If you’re paying attention, you may have noticed the onslaught of notifications regarding SF Open Studios from me. Well, now it’s over- at least for me, but there is one more week left of #SFOS next weekend. *Plug: If you want to see some art, let me know. I’ll take you around, personally. The talent in this City is just too good to waste by not seeing it for yourself.
That said, if you read my last post here, you will know that I had conflicting emotions about opening up my private space to the public, selling my work, etc, etc. Well, I’m happy to report that that specific issue is now over, and since artists make it their business to collect observations, here are mine:
- Part of the job of an artist is never to be satisfied, perhaps with anything- ever. This goes with your own work, other’s work, other’s perception of your work, the nature of the business, the list goes on. I’m fairly certain that the crippling, heartbreaking sadness of never quite being happy is somehow an integral of your creative growth. Knowing this can make you feel like severely depressed, an awful ingrate, or just annoying to be around, because you know you might never be actually happy- even if you’re wildly famous and enormously wealthy. As for me, I choose to compartmentalize and ignore it 99.1% of the time because I’m good at doing that.
- People get it.
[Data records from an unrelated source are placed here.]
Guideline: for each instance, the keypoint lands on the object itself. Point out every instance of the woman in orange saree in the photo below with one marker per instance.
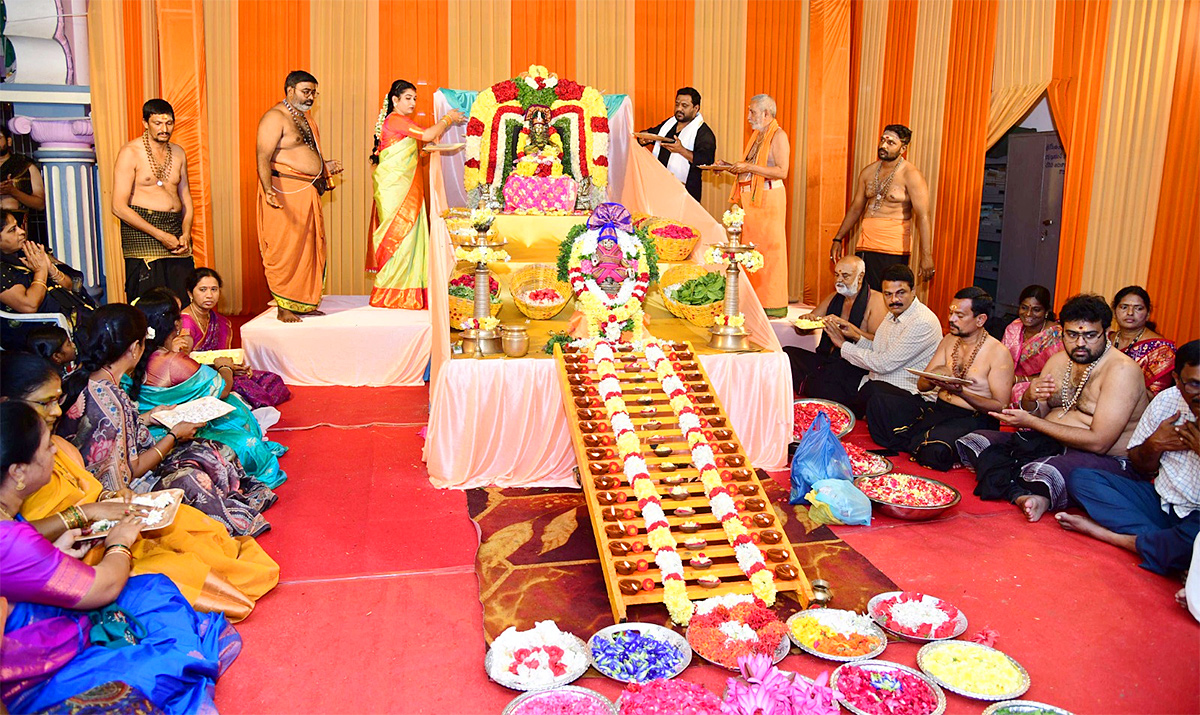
(400, 235)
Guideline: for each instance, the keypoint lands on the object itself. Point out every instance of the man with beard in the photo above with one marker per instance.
(292, 178)
(892, 192)
(823, 373)
(907, 337)
(694, 143)
(154, 203)
(1078, 414)
(760, 192)
(1157, 514)
(903, 421)
(21, 188)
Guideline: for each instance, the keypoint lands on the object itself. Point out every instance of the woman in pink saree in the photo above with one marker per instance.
(1135, 337)
(202, 328)
(1032, 338)
(72, 628)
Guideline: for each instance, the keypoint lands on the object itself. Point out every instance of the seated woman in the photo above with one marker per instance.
(117, 446)
(1135, 337)
(31, 281)
(1033, 337)
(202, 328)
(163, 378)
(211, 569)
(63, 612)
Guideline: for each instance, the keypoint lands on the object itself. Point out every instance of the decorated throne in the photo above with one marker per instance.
(538, 144)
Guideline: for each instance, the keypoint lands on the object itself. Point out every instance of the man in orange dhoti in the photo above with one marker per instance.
(893, 194)
(292, 176)
(761, 193)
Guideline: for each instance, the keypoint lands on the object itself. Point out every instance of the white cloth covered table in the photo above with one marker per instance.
(352, 344)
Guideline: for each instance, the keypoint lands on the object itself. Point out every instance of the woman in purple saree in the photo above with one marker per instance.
(72, 628)
(203, 328)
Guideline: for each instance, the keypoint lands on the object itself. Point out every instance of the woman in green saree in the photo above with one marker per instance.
(400, 229)
(165, 378)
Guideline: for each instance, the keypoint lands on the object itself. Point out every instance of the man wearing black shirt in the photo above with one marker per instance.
(694, 145)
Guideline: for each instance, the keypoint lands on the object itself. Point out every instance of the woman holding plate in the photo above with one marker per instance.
(117, 445)
(214, 571)
(400, 234)
(71, 628)
(167, 376)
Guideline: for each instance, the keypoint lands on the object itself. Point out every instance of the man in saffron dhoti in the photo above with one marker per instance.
(760, 191)
(400, 230)
(892, 192)
(292, 178)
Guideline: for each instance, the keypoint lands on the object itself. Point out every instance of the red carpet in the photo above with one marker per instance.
(378, 612)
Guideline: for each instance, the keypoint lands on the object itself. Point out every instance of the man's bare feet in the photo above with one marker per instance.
(1033, 505)
(1087, 527)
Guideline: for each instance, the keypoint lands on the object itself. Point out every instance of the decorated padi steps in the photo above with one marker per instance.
(617, 520)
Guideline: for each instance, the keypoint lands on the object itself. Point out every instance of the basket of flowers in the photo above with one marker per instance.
(462, 296)
(693, 293)
(538, 292)
(673, 240)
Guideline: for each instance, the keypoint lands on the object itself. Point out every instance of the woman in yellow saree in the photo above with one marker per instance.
(214, 571)
(400, 235)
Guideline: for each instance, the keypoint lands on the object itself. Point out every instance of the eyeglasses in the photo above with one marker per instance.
(1072, 336)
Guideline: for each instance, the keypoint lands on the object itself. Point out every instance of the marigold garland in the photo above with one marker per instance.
(629, 449)
(747, 552)
(485, 163)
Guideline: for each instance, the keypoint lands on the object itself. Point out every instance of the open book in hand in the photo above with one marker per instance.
(197, 412)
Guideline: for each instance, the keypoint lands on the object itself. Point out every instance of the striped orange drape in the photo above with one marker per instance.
(541, 26)
(419, 54)
(964, 142)
(1176, 251)
(664, 42)
(273, 40)
(1081, 31)
(827, 143)
(901, 34)
(181, 73)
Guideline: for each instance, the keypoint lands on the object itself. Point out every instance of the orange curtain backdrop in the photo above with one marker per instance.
(181, 73)
(774, 71)
(413, 46)
(826, 143)
(719, 76)
(273, 38)
(543, 29)
(109, 115)
(1081, 31)
(964, 143)
(1176, 251)
(664, 40)
(222, 74)
(1139, 76)
(901, 34)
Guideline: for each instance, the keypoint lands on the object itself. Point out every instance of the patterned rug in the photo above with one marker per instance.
(538, 560)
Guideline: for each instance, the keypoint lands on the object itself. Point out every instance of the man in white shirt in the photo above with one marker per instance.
(1157, 521)
(907, 337)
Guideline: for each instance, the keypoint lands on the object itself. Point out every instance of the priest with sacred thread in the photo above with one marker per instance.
(690, 145)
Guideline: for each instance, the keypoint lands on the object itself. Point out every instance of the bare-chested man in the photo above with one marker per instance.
(892, 192)
(760, 191)
(903, 421)
(154, 203)
(1078, 414)
(292, 176)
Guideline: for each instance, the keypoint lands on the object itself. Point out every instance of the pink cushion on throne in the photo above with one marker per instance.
(539, 193)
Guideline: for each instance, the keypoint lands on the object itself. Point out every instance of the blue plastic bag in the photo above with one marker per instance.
(819, 456)
(841, 500)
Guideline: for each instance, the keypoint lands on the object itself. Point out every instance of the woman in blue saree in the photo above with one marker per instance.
(150, 637)
(165, 378)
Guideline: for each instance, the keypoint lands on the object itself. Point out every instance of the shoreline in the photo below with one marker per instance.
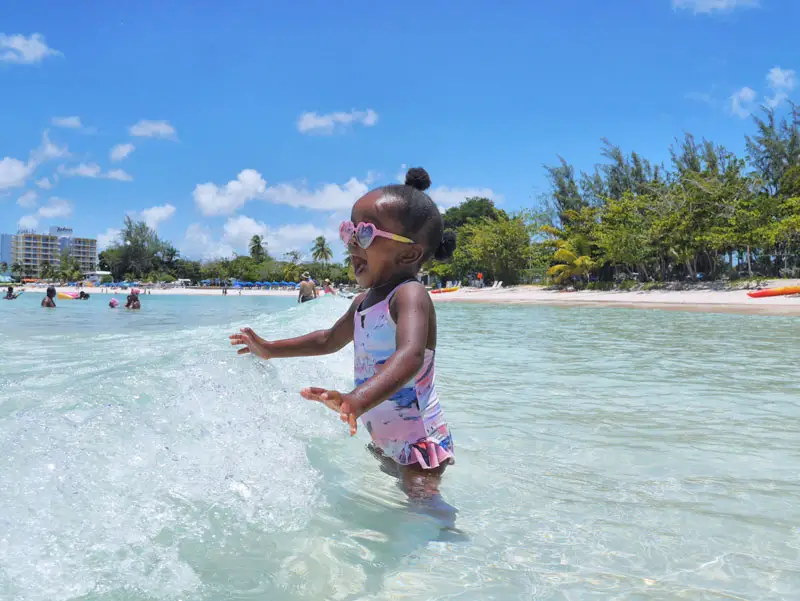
(705, 301)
One of the coolest, mind-blowing, and most humbling moments are when people become emotional in front of your work. This happened three separate times with three strangers, in response to three different paintings. I was stunned. One woman teared up when telling me what she saw in “Regrets Only.” Another man told me about his guilt when he saw “Lilac Wine.” When I finally asked them to explain what they saw in the painting, they fucking NAILED it. I’m not kidding, those emotions were real, and we shared it. Except that mine was outside of my body, and theirs was, well–within. From this, I gathered one of two things: 1. Maybe my art is too heavy-handed, or 2–STOP over-analyzing it already, your work actually matters to somebody. Also, don’t ever underestimate how much people understand.
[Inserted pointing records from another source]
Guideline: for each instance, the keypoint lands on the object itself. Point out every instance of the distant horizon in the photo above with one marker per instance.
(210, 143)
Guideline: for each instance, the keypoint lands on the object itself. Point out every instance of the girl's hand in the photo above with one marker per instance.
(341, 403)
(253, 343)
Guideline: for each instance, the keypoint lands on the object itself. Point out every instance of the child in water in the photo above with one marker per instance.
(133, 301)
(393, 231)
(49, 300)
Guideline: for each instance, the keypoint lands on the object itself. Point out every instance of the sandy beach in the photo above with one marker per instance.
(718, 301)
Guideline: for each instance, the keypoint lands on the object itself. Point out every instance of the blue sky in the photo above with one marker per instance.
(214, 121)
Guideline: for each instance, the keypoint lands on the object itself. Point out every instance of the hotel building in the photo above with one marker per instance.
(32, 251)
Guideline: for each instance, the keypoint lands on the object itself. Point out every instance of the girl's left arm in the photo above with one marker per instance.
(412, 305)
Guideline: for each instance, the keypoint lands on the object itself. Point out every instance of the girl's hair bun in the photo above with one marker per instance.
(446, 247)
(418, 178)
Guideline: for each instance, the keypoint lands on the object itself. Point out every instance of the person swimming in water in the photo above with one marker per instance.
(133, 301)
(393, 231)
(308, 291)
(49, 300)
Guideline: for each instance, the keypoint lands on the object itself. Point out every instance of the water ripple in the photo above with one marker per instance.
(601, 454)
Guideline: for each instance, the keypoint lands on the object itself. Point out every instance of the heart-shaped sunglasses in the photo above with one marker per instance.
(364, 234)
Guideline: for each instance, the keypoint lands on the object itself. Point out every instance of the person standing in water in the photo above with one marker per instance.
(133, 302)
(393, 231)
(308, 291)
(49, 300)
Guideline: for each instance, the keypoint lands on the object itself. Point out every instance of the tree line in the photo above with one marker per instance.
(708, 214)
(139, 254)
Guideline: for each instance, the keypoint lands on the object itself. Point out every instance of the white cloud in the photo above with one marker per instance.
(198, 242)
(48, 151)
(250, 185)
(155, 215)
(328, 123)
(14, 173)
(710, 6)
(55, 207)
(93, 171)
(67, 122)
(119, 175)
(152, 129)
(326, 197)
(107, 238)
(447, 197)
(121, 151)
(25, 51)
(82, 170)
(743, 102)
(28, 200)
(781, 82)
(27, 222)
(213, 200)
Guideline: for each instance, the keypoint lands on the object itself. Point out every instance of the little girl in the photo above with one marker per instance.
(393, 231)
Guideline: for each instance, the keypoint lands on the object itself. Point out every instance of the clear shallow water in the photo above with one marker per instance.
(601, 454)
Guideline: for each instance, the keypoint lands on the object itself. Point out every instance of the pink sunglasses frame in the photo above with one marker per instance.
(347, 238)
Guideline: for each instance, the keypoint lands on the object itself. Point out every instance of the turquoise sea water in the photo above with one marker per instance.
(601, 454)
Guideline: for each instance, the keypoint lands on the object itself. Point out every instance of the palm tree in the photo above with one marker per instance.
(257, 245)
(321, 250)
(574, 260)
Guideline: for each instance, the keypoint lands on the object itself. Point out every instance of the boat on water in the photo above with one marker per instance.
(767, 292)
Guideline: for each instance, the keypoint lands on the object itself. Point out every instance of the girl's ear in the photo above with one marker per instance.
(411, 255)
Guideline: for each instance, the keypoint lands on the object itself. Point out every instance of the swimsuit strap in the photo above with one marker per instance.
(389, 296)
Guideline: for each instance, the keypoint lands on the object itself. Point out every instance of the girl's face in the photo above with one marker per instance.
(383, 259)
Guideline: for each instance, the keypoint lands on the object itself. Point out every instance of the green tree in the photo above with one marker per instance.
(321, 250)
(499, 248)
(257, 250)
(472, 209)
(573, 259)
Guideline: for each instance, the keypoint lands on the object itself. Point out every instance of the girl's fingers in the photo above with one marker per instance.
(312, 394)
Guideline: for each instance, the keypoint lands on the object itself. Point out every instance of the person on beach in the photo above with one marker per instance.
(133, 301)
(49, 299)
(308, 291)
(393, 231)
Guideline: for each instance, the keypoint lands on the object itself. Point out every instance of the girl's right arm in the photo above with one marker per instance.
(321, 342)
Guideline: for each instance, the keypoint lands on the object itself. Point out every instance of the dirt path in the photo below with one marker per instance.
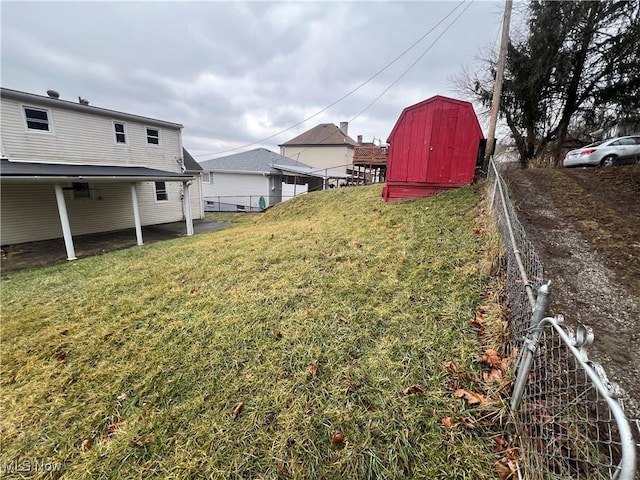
(585, 224)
- Dualities exist, and that’s the beauty of it. Being an “artist” is both simultaneously liberating as well as stifling, and the art world is frustratingly small, yet crazy intimidatingly vast. Maybe that’s why we keep coming back to it. Because in that moment where you see a piece that is so amazing and genius that you tell yourself that you might as well pack up your shit and go home because you’ll never get to that point–you realize that you’re also doing the same thing they are; that maybe you’re at the same point on a different continuum or on a different point, but holy shit–you’re all in it together. And the next time you see their work, you’ll feel infinitesimally small again, but your ego might grow ten sizes larger: because you are getting that close to something brilliant.
I’m not there yet, and I may never be completely satisfied if I ever were– but collecting these observations makes me feel like it’s getting me closer. Thanks to all that came to support me and my work last weekend, I had a blast.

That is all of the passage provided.